Owens Served 12 Terms In The House From 1983 To 2007

NEW YORK (CBSNewYork/AP) — Major Owens, a New York City Democrat who served 12 terms in the U.S. House and was credited with helping to pass the Americans with Disabilities Act of 1990, has died at age 77.

Owens died Monday night at NYU Langone Medical Center of renal failure and heart failure, his son Chris Owens said.

The family posted on Owens’ Facebook page that “the brave heart of Congressman Major Owens stopped and he joined the ancestors.”

Owens represented a Brooklyn congressional district from 1983 to 2007.

“Today, our country mourns the loss of a devoted public servant who dedicated his life to lifting up the voices of those who too often go unheard,” House Minority Leader Nancy Pelosi said in a statement. “From the classroom to the halls of Congress, Congressman Owens taught all of us what it means to serve with strength, compassion, and commitment to the public good.”

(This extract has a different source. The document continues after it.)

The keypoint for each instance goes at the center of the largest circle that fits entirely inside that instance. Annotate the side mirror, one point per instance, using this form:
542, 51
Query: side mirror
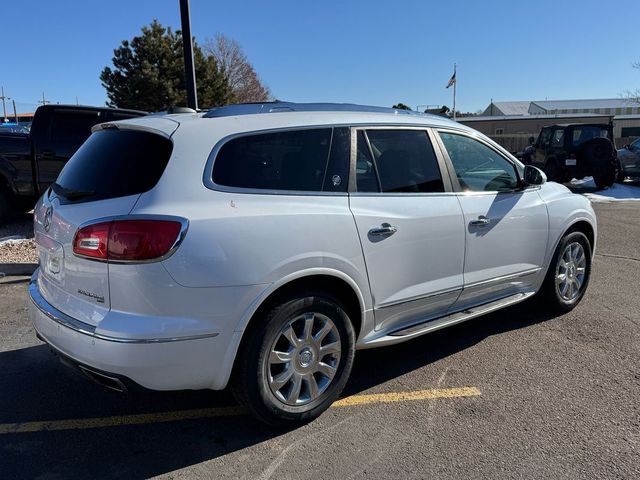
533, 176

He was born in Collierville, Tenn. and earned a bachelor’s degree from Morehouse College and a master’s of library science at Atlanta University. He worked as a librarian at the Brooklyn Public Library before entering politics.

In the 1960s, Owens worked on anti-poverty programs in the administration of New York City Mayor John Lindsay and he was elected to the state Senate in 1974.

He was elected to the U.S. House in 1982, succeeding Shirley Chisholm, who retired. Owens’ diverse Brooklyn district included heavily Caribbean-American neighborhoods, Park Slope and a large Hasidic area in Crown Heights.

After leaving Congress, Owens taught in the Department of Public Administration at Brooklyn’s Medgar Evers College.

Asked to assess his own legacy at a 2006 retirement party, Owens said he was most proud of an amendment to secure funding for 107 historically black colleges.

He also said, “I spent my time and energy organizing people. I certainly didn’t do it by raising money. Fundraising was my greatest failure.”

City Council member Jumaane Williams said Owens “fought to reduce poverty and for the rights of working class New Yorkers.”

Manhattan Borough President Scott Stringer called Owens “a true champion of working people in this city.”

“Throughout his career Major Owens set a sterling example  of compassion and independence that left its mark on millions, and he will be sorely missed,” Stringer said in a statement.

Comptroller John Liu said “New York City has lost a champion who exemplified the very best of what a Congress member can be.”

“Brooklyn has lost a hero and I have lost a good friend,” he said in a statement.

Owens is survived by his wife, Maria, five children and eight grandchildren.

His son Chris, a Brooklyn political activist, ran unsuccessfully for the Democratic nomination to succeed his father. Yvette Clarke won the election and has held the seat since Owens retired.

Another son, Geoffrey Owens, is an actor who played Bill Cosby’s son-in-law Elvin on “The Cosby Show.” He is currently appearing in the Broadway production of “Romeo and Juliet” starring Orlando Bloom and Condola Rashad.